アイディアが生まれる場所に ――Faber Innovation Hubに込めた想い

株式会社Faber Company 代表取締役 古澤様

NEW Inc. 代表取締役 倉内様

オフィスナビ株式会社 服部

 

<<主力事業内容について>>

服部:御社の事業内容について教えていただけますか?   

古澤様(以下敬称略):私たちは、SEO・コンテンツマーケティング・オウンドメディアを支援する「ミエルカ」というプラットフォームを開発し、提供しています。「ミエルカ」をご利用いただく企業様は、ツールと、私たちが14年間培ってきたSEOやコンテンツマーケティングのノウハウを学習コンテンツとして利用することができます。弊社にはセミナー講師をする社員が多数いるので、それらを撮影したビデオアーカイブとPDFで、ユーザー様がテーマごとに沿った学習をすることが可能です。またカスタマーサクセスというサポートチームがあり、ユーザー様に個別のアドバイスを行っています。
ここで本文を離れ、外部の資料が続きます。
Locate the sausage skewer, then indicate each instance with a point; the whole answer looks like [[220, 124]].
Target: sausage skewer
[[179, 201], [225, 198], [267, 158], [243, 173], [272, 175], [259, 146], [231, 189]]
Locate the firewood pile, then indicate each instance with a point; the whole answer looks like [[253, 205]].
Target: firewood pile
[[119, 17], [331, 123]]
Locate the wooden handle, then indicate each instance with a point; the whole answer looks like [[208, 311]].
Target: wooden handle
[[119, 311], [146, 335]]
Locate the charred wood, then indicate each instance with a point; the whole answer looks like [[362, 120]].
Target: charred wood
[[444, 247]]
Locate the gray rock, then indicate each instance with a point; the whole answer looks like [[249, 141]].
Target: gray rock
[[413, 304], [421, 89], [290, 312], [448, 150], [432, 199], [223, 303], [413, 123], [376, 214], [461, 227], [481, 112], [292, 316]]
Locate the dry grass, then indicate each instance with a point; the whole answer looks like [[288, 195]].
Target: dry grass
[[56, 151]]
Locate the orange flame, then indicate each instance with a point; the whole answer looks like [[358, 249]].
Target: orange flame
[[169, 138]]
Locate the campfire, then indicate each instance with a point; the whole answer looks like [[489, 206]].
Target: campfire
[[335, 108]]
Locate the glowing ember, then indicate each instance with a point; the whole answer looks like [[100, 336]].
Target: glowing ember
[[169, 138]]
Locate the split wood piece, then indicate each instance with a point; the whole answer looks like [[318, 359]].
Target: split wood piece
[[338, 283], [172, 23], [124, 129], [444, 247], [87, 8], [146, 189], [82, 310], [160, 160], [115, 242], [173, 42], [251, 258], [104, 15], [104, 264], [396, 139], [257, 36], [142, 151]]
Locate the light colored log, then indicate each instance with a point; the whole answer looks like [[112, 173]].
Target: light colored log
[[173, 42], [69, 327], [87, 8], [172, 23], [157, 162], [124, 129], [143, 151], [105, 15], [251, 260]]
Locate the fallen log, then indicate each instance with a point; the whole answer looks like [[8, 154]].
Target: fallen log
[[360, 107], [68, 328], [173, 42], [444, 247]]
服部:他のSEO対策やコンテンツマーケティングのコンサルティング会社との違いは何でしょうか?

古澤:有名な企業に依頼すると月額50万円くらい、そこまで有名ではなくとも実力がある企業に依頼すると、それでも月額20万くらいのコンサルティング費用がかかりますが、私たちのサービスは月額5~10万くらいで利用が可能です。コンサルティング会社のように、行動を指示する仕様書をつくったりはしませんが、その代わりにツールと学習コンテンツとサポートでまかなうので、お客様にも自分で手を動かしていただきながらお安くご利用いただいています。実態としては、その会社の社員の方が自分たちでSEOやコンテンツマーケティングやオウンドメディアの成果の上がるやり方を培っていくための内製化を支援するサービスだと捉えていただいているお客様が多いです。

服部:外部に委託するよりも安価で、ご利用企業の社員様が学習しながらレベルアップしていくのでノウハウも残っていくところに特徴があるのですね。

 

<<オフィス経歴ついて>>

服部:現在赤坂に本社を構えておられますが、ここに至るまでのオフィスについて教えていただけますか?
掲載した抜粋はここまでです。